When they make the excuse “i was just trying to help people.” “i was just doing my best.” They are dogpiled by the same language they used they thought seemed most ethical to just ‘keep the peace and be fair.’
It’s an endless cycle of promoting a genuine sense of support to lure people in and give them a sense of safety enough to be prone to suggestion.
This is how cults work. This is how propaganda becomes as effective as it is.
A former friend paid for my plane ticket to move from Nashville to Seattle to stay off the streets and because not getting mental health resources was dangerous to myself and those around me. I move up here and make a lot of the same mistakes while in the process of recovery only to end up nearly as vulnerable, dangerous, and unhealthy as I was in Nashville. Community leaders here will tell you they don’t owe you anything and to seek peer or professional help.
They completely fail to comprehend the necessity for a balance of all three. This is how we end up with such rampant abuse of power by sending these people off to make their own communities. This only serves to increase vulnerability. It gets to a point where there is little leeway for not towing the line of whichever community you’re in. And you allow for it because it’s in the name of safety. Because if you don’t allow for it, you will be affected by it.
This gives little room for error because it does not allow for questioning how accountability works. It creates an environment in which critical elements of what allow peers and professional help to even function.

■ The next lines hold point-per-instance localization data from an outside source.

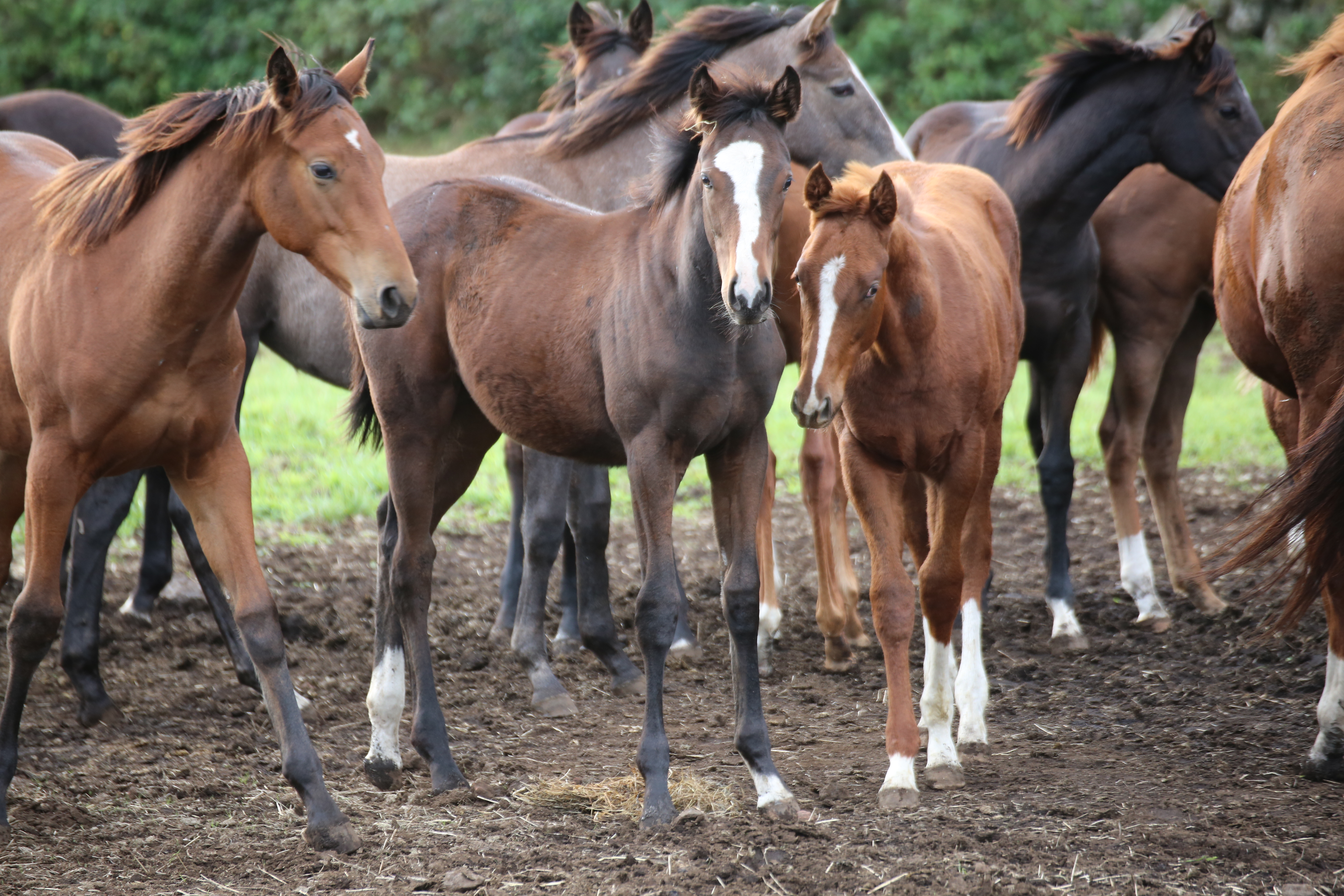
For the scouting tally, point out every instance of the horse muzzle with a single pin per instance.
(393, 310)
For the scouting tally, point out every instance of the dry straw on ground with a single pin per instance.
(623, 797)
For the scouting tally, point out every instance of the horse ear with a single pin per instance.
(882, 201)
(785, 97)
(818, 187)
(283, 80)
(353, 74)
(1201, 46)
(818, 21)
(581, 25)
(704, 92)
(642, 26)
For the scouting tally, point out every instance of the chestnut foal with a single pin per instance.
(913, 320)
(118, 289)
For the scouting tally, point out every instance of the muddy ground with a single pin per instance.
(1155, 763)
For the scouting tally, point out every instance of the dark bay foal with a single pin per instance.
(652, 346)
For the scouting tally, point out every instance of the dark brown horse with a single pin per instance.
(652, 347)
(1277, 280)
(912, 326)
(123, 350)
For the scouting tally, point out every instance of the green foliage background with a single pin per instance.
(454, 69)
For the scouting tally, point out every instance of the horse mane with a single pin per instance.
(608, 34)
(1327, 49)
(678, 146)
(1061, 78)
(662, 74)
(91, 201)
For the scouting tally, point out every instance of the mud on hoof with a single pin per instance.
(382, 773)
(632, 687)
(556, 707)
(945, 777)
(339, 837)
(1065, 644)
(898, 798)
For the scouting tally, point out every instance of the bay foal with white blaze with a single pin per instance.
(647, 343)
(913, 322)
(123, 350)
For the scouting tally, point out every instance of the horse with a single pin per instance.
(135, 358)
(1095, 113)
(87, 128)
(654, 347)
(1277, 279)
(601, 48)
(913, 322)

But if I say “you are creating a society of victims.” thankfully you have a stopgap in your rhetoric preventing that phrase from meaning anything other than what you’ve been conditioned to. I might not choose that phrase outside the context of this paragraph, and I know you probably don’t like being told it’s hard being objective—or at least that’s generally what this point is reduced to at the end of the day to sweep it under the rug.

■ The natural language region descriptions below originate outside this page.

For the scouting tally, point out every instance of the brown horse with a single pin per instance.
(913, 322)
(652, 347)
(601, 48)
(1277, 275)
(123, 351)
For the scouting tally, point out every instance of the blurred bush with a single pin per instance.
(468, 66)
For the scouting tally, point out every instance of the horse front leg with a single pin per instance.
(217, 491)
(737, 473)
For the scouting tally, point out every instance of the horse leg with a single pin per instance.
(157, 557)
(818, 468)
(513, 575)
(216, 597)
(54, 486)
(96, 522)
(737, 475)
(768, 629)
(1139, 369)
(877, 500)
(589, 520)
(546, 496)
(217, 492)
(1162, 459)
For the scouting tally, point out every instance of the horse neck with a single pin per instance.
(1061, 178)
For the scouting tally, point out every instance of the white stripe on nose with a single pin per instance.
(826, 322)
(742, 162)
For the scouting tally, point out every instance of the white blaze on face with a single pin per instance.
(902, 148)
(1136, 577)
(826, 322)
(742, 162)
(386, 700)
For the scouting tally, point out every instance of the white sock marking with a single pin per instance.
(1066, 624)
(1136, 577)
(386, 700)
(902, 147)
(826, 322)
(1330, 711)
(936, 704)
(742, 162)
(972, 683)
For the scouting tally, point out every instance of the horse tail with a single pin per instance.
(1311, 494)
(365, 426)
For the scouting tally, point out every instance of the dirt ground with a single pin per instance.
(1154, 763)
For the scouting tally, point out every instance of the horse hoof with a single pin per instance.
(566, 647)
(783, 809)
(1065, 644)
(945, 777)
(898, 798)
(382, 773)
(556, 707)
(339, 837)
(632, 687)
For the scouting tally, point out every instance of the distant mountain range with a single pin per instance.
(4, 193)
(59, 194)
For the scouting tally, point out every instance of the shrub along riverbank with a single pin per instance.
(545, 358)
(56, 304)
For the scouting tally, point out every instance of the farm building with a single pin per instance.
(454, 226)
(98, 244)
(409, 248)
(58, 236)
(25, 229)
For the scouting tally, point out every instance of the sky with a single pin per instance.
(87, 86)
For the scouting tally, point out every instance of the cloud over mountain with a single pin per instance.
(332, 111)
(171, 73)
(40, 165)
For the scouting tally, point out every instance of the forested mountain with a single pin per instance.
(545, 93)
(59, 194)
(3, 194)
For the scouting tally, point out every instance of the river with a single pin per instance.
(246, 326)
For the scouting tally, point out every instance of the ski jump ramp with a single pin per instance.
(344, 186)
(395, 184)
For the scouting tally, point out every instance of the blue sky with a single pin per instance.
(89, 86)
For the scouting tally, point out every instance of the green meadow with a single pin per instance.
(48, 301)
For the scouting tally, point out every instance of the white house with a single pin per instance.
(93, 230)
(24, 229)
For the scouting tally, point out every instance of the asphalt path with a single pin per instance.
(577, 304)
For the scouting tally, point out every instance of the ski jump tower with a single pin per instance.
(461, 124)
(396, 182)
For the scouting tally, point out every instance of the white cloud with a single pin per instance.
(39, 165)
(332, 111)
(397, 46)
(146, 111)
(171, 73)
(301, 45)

These things happen to protect us from toxic, lying, and manipulative people. We don’t like admitting we are doing anything wrong. Especially when posts like mine whose intentions are a cry for help and a plea for everyone to ‘be better’ are seen as toxic, lying, and manipulative. Or that sentence, for that matter. And this is where it starts, losing that sense of reality. The true harm this all causes is the gaslighting- or basically convincing someone they are ‘crazy’ for lack of a better term for expressing things that are not. This is harm on a level that is far more destructive than any of us know.
And when I confront group leaders about this problem in the overarching community, or individuals. “Not my problem.” They are afraid too, and I don’t blame them one bit. I was afforded with the privilege to have experiences I’ve had to put into words and deconstruct how harmful all this is. I was not afforded the privilege to say it in such a way that has been acted upon by anyone in power in any responsible way. And watching all this go happen before my eyes feels consumes me with a constant feeling of being trapped with nowhere to go. It’s like I’m trapped in a coffin. Partly grieving, partly panicking. For you. For myself. I’m banging on my casket, screaming that they’re preparing caskets for you as well. And you’re sitting here reading this, behaving exactly as anyone else at a funeral would. Probably trying to forget, trying to fuck, or lessen the emotional impact of being faced with mortality.